/EventHallusion

EventHallusion: Diagnosing Event Hallucinations in Video LLMs

Primary LanguagePython

EventHallusion

EventHallusion is the first benchmark that focuses on the evaluation of event hallucinations in Video LLMs. This repository includes the code and benchmark data of our paper "EventHallusion: Diagnosing Event Hallucinations in Video LLMs", by Jiacheng Zhang, Yang Jiao, Shaoxiang Chen, Jingjing Chen, and Yu-Gang Jiang.

示例图片

Update

  • [2024/09/24] The GitHub repo of EventHalluion is created. The code and data for evaluation are released.
  • [2024/09/27] The paper is released on Arxiv.

Introduction

Recently, Multimodal Large Language Models (MLLMs) have made significant progress in the video comprehension field. Despite remarkable content reasoning and instruction following capabilities they demonstrated, the hallucination problem of these VideoLLMs is less explored compared with its counterpart in the image domain. To mitigate this gap, we first propose EventHallusion, a novel benchmark that focuses on assessing the VideoLMMs' hallucination phenomenon on video event comprehension. Based on the observation that existing VideoLLMs are entangled with the priors stemming from their foundation models, our EventHallusion is curated by meticulously collecting videos and annotating questions to intentionally mislead the VideoLLMs into interpreting events based on these priors rather than accurately understanding the video content. On the other hand, we also propose a simple yet effective method, called Temporal Contrastive Decoding (TCD), to tackle the hallucination problems of VideoLLMs. The proposed TCD suppresses the model's preference toward their priors by comparing the original video with a constructed counterpart, whose temporal cues are disrupted, during the autoregressive decoding stage. Through comprehensive evaluation of eight open-source and two closed-source VideoLLMs on the proposed EventHallusion benchmark, we find that the open-source models suffer significantly from hallucination problems, whereas the closed-source models perform markedly better. By further equipping open-sourced VideoLLMs with the proposed TCD approach, evident performance improvements are achieved across most metrics in the EventHallusion benchmark

Getting Started

Prepare Environment and Data

a. Clone this repository.

git clone https://github.com/Stevetich/EventHallusion.git
cd EventHallusion/

b. Create the environment by conda and install necessary packages.
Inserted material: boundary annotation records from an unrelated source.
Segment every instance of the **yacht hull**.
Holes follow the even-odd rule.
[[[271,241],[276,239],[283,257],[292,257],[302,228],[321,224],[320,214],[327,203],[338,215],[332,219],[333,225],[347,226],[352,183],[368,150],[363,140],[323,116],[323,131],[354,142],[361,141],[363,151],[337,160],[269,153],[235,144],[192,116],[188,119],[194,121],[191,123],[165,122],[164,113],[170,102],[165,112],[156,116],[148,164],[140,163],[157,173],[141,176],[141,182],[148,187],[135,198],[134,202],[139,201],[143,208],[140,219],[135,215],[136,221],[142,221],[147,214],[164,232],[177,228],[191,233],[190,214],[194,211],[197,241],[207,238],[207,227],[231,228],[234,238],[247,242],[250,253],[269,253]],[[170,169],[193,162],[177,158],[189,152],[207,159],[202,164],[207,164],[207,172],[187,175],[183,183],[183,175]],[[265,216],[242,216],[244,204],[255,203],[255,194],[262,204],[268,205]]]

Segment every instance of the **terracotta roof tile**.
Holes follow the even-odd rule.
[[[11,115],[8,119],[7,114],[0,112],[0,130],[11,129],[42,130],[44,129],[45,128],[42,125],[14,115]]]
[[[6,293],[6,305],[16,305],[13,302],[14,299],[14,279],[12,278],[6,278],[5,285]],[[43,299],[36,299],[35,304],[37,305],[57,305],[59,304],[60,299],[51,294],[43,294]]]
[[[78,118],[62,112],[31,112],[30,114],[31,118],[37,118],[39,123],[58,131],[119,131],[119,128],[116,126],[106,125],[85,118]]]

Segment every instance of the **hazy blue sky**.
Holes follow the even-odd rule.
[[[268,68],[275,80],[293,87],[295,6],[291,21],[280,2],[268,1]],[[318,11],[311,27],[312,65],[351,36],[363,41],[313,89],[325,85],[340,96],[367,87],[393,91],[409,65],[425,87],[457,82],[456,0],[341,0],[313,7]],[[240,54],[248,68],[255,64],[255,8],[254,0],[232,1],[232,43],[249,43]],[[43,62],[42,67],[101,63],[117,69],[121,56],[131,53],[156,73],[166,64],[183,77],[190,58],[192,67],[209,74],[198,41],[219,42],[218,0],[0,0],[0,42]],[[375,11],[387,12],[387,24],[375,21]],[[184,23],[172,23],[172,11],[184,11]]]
conda create -n eventhallusion python=3.10 -y
conda activate eventhallusion
pip install -r requirements.txt

c. Prepare Data.

We have released our videos, which can be downloaded from google drive. The questions for evaluation can be found in questions/.

Run inference

1. GPT-4o We provide scripts for inference with gpt-4o. First, input your own openai api key in run_gpt4o.py file, and run with:

python run_gpt4o.py --video_path <downloaded_video_path>

2. Video LLaVA We also provide a simple example of evaluating Video-LLaVA. We recommend to follow the official installation in Video-LLaVA or run the following commands for simplicity:

cd inference_template/
pip install -e .
pip install decord opencv-python git+https://github.com/facebookresearch/pytorchvideo.git@28fe037d212663c6a24f373b94cc5d478c8c1a1d

After installation, download the checkpoint of Video-LLaVA in Video-LLaVA and run inference with the following commands:

cd videollava/eval/self_bench/
python run_inference.py --model_path <your_path_to_video_llava_ckpt> --video_path <downloaded_video_path>

Besides, we provide examples of prediction files, which can be found in predictions/

Run Evaluation

After obtaining the prediction results file, run the following commands for metrics:

python eval.py --input_file <your_path_to_prediction_json>

Citation

If you find our paper useful, please cite:

@article{eventhallusion,
    title={EventHallusion: Diagnosing Event Hallucinations in Video LLMs},
    author={Jiacheng Zhang, Yang Jiao, Shaoxiang Chen, Jingjing Chen, Yu-Gang Jiang},
    journal={arXiv preprint arXiv: 2409.16597},
    year={2024}
}

Acknowledgement

We sincerely thank authors of Video-LLaVA, TempCompass, VideoHallucer for opening their methods.